Tuesday, February 24, 2009

Car Karma

Picture me….sitting comfortably on the Hertz shuttle bus at Boston Logan airport…a comfortable hour and ten minutes before takeoff…having just returned Miss Sally’s Toyota Corolla (read yesterday’s blog) to Hertz ….when…I realize… I. Don’t. Have. My. Wallet. I had it a MINUTE ago when I got gas at the EZFuel and Pay (they felt like they had to add that last part) in that completely dodgy part of Boston....Have you ever seen a fellow traveler jump from a moving Hertz shuttle bus? Not pretty.

What’s the FIRST thing you have to do in those situations? Okay – AFTER you call Nicola? That’s right, You. Have. To. RE-RENT your car to drive back to the crack house/EZ fuel emporium to search for your wallet. Did I mention I rented this car at the Wings airport? With NO reservation? And….ummmmm….NO. I. DON’T. have my driver’s license – weren’t you listening when I was crying hysterically about my lost wallet??? THAT re-rental transaction didn’t take long.

Finally…as I am trying to find the now re-rented Corolla for my panicked, quitoic quest for the lost wallet in Cracktown… some poor Hertz worker saw my flustered self and asked me if I needed help. I threw him the keys and replied…"thank you Jeeves…YOU drive”. So whether it was an approved absence or not…"Brian” and I are careening through East Boston trying to find EZCrack and Fuel where I last saw my wallet. [NOW I wish I had tidied up Miss Sally’s corolla a bit more before I returned it…"Sorry Brian, don’t mind those 35 diet coke cans on the floorboard. Next to the 3 USA Todays and a week’s worth of soda water bottles." {sigh} ]

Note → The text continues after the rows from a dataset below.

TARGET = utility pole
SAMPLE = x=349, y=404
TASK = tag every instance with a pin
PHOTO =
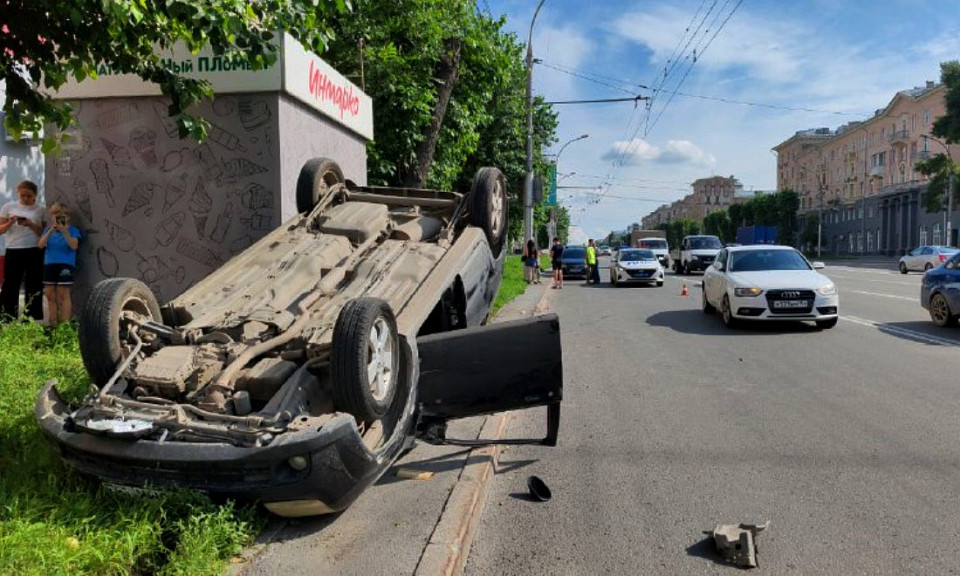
x=528, y=180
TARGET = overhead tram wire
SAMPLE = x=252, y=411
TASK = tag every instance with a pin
x=669, y=70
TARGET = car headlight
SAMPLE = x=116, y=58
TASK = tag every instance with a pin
x=827, y=289
x=747, y=291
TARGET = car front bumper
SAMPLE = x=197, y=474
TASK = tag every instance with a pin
x=639, y=276
x=761, y=308
x=336, y=466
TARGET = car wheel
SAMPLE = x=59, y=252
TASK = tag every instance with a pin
x=940, y=311
x=103, y=326
x=489, y=208
x=827, y=324
x=726, y=314
x=707, y=306
x=365, y=359
x=317, y=178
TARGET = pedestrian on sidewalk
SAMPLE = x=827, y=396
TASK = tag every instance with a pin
x=593, y=275
x=60, y=242
x=21, y=223
x=556, y=262
x=530, y=257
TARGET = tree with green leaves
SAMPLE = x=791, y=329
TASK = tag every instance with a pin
x=448, y=86
x=941, y=167
x=43, y=44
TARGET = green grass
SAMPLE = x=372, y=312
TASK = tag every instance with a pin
x=54, y=521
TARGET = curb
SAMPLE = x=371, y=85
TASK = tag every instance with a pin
x=448, y=548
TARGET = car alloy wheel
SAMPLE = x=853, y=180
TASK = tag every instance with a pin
x=940, y=311
x=707, y=306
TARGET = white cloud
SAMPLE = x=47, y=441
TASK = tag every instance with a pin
x=639, y=151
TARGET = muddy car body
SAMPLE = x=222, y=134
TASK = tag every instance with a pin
x=300, y=370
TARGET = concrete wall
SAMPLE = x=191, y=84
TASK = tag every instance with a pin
x=169, y=211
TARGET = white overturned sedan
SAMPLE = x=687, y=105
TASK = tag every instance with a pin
x=635, y=266
x=765, y=282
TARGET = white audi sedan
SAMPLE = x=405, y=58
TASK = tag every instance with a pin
x=635, y=266
x=764, y=282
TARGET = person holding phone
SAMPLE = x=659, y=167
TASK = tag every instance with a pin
x=60, y=241
x=21, y=223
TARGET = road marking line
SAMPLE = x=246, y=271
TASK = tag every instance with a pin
x=882, y=327
x=908, y=298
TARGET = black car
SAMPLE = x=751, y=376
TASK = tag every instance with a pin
x=574, y=261
x=300, y=370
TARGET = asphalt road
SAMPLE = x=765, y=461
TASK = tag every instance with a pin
x=846, y=439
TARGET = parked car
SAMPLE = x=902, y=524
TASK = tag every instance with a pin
x=696, y=253
x=925, y=257
x=659, y=246
x=940, y=292
x=635, y=266
x=299, y=371
x=574, y=261
x=769, y=283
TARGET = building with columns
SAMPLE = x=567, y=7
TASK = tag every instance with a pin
x=861, y=177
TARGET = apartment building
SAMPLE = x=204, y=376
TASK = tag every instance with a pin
x=708, y=195
x=861, y=176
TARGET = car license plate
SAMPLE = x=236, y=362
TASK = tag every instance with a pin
x=791, y=304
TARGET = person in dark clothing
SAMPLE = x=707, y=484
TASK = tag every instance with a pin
x=556, y=262
x=21, y=223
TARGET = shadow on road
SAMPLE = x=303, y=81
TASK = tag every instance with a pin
x=436, y=464
x=706, y=549
x=696, y=322
x=914, y=331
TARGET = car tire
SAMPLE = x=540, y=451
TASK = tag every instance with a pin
x=365, y=339
x=826, y=324
x=708, y=308
x=726, y=314
x=101, y=331
x=940, y=311
x=317, y=178
x=488, y=209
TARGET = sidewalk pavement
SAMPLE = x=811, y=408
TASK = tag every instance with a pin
x=398, y=526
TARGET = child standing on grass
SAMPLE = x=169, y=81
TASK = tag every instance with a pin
x=59, y=263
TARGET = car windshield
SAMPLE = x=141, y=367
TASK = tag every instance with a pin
x=762, y=260
x=654, y=244
x=705, y=244
x=632, y=255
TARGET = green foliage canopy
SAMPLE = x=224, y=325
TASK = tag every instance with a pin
x=43, y=44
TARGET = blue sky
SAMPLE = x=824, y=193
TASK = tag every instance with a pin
x=763, y=70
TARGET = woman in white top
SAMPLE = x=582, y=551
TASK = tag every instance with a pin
x=21, y=224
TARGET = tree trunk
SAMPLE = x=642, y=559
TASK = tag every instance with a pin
x=447, y=72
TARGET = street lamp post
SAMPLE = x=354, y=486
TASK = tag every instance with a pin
x=947, y=224
x=528, y=180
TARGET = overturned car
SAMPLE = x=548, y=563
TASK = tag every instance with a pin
x=300, y=370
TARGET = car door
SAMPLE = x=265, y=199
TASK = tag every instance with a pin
x=488, y=369
x=713, y=278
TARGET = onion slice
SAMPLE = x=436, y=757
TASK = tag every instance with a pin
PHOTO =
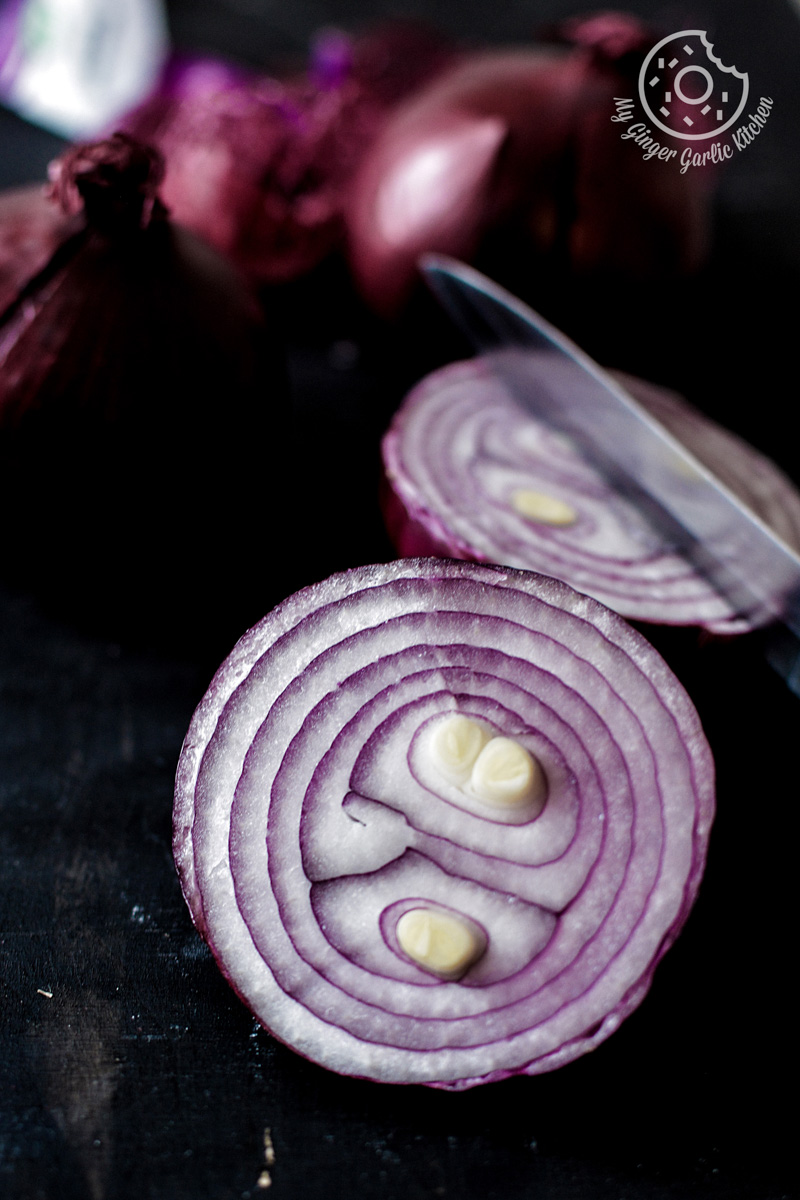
x=469, y=474
x=439, y=821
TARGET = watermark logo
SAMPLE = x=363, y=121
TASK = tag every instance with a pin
x=687, y=91
x=689, y=94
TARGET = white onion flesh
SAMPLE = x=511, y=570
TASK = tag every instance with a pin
x=306, y=826
x=468, y=469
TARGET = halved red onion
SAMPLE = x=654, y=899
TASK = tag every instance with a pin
x=439, y=821
x=469, y=474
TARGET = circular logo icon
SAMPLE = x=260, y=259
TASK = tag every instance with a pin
x=687, y=91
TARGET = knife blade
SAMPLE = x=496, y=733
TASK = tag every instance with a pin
x=691, y=510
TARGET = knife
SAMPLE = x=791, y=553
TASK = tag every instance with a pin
x=691, y=510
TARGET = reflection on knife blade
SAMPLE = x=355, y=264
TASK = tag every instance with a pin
x=686, y=504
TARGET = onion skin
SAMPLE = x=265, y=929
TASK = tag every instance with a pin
x=455, y=503
x=136, y=379
x=302, y=829
x=558, y=177
x=259, y=166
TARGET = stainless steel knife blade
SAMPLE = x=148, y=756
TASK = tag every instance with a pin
x=689, y=507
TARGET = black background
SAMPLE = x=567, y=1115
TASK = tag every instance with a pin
x=142, y=1075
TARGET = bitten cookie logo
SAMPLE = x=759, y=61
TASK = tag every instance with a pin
x=689, y=93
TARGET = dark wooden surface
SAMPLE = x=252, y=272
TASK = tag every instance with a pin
x=127, y=1067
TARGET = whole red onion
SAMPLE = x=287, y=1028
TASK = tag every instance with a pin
x=136, y=387
x=258, y=166
x=522, y=139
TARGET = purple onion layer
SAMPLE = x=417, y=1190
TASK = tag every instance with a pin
x=305, y=823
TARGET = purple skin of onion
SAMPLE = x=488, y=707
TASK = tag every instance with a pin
x=461, y=451
x=521, y=139
x=324, y=839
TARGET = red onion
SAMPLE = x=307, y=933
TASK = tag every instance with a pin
x=469, y=474
x=258, y=166
x=439, y=822
x=136, y=383
x=522, y=141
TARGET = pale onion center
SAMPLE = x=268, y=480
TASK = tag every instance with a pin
x=453, y=747
x=440, y=942
x=498, y=772
x=506, y=775
x=542, y=508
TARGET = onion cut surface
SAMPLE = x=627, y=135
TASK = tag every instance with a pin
x=465, y=469
x=376, y=911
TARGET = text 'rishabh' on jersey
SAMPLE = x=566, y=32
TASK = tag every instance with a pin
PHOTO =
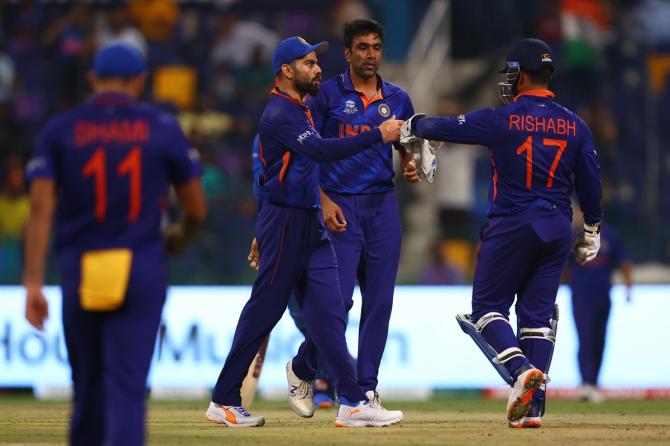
x=538, y=150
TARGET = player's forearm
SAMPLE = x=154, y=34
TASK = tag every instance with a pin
x=38, y=233
x=627, y=273
x=334, y=149
x=589, y=192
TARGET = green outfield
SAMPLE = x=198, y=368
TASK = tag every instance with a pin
x=472, y=422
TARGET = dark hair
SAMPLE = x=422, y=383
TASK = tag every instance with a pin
x=359, y=27
x=541, y=76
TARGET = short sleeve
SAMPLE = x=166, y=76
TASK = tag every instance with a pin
x=182, y=158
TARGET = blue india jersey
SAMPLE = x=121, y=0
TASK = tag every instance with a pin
x=538, y=150
x=340, y=111
x=112, y=160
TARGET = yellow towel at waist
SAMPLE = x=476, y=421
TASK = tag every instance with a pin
x=104, y=278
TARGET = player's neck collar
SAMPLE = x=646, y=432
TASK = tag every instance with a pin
x=538, y=93
x=111, y=98
x=276, y=91
x=349, y=85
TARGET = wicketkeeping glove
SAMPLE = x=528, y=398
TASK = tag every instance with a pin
x=588, y=243
x=406, y=135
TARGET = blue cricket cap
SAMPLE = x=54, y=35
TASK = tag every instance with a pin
x=294, y=48
x=119, y=60
x=530, y=54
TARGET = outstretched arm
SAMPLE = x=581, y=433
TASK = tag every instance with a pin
x=38, y=232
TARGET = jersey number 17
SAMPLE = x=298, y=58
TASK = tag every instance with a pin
x=527, y=148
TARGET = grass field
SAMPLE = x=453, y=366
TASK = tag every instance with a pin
x=471, y=422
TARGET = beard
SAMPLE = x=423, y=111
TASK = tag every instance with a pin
x=365, y=72
x=307, y=86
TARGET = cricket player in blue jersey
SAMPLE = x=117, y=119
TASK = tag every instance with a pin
x=357, y=193
x=106, y=165
x=536, y=147
x=323, y=388
x=591, y=284
x=296, y=252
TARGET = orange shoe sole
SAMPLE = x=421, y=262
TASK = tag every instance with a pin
x=531, y=384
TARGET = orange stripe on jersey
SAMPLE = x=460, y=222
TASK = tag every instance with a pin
x=278, y=92
x=281, y=250
x=260, y=151
x=495, y=176
x=309, y=117
x=367, y=102
x=540, y=92
x=286, y=159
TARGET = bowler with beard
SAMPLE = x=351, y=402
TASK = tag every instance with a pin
x=359, y=203
x=296, y=251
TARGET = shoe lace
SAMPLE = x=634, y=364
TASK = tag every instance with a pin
x=242, y=410
x=304, y=389
x=376, y=401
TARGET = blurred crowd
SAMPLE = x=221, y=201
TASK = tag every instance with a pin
x=210, y=65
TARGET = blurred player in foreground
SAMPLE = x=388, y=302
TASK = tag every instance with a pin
x=107, y=165
x=591, y=284
x=296, y=252
x=536, y=146
x=357, y=197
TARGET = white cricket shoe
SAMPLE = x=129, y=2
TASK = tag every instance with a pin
x=373, y=397
x=364, y=414
x=232, y=416
x=521, y=394
x=526, y=422
x=300, y=393
x=590, y=393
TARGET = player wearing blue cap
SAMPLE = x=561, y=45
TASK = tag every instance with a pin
x=107, y=165
x=590, y=285
x=539, y=152
x=296, y=251
x=358, y=198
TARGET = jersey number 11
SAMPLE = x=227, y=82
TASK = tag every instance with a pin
x=131, y=165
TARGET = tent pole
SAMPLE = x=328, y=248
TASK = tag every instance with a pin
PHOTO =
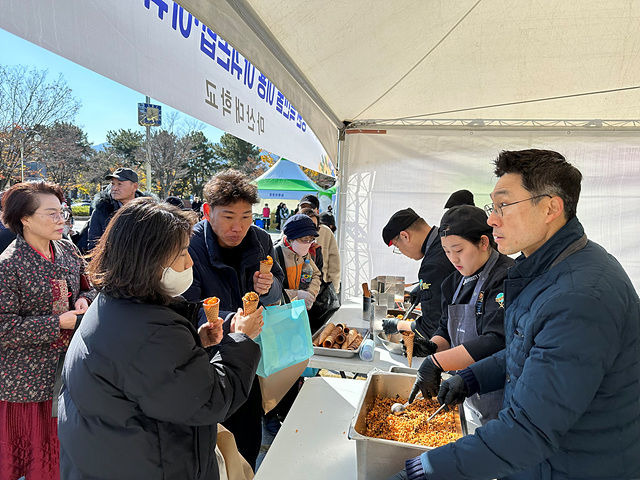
x=341, y=206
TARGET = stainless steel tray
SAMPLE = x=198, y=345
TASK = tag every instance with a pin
x=337, y=352
x=378, y=458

More desperate than mortified, I got acquainted with Brian over THIS priceless ice-breaker:
Brian: “what gas station was it?”
Maeve: “Ummmm…. I don’t know?”
I am sure Brian was wondering what the hell he had gotten himself into with the crazy lady sitting next to him like some psychic trying to pick up a reading on the exact location of the gas station “I remember a bridge…and a Dunkin Donuts…I am picking up illegal activity nearby.”

When we finally pulled into Crackie McCrackie’s House of Gas, the guy behind the bullet proof glass (!) of the outdoor teller booth looks up with his 100% toothless smile and directs me inside the store. Get the $%#^ outta here…someone turned in my wallet???

When I asked the guy behind the counter at Amy Winehouse’s Discount Plaza if anyone had turned in a wallet, he asked me for the name on the license. After I told him…he asked me where I’m from so he could verify the location. Seriously? How many OTHER a) white girls b) who are looking for their lost wallets c) who are named Maeve McC come through here??!!?? Thank you for saving my wallet, asshole?

But there it was…the whole thick wallet. I went to tip Mr. Funnypants…but while my good Samaritan had no use for my Southwest credit cards (what…no miles?) the cash had had been picked clean. 150 bucks Stupid Tax. And in THIS neighborhood? $150 cash counts as a stimulus package. I know I’m taking a tax deduction for it.

AND I made my flight with 6 minutes to spare. I even had time to buy a NY Times (can you charge that $1.50 to my Southwest credit card?)

The moral to this story? Prepay the gas.

1 comment:

Unknown said...

have I mentioned that I miss this blog?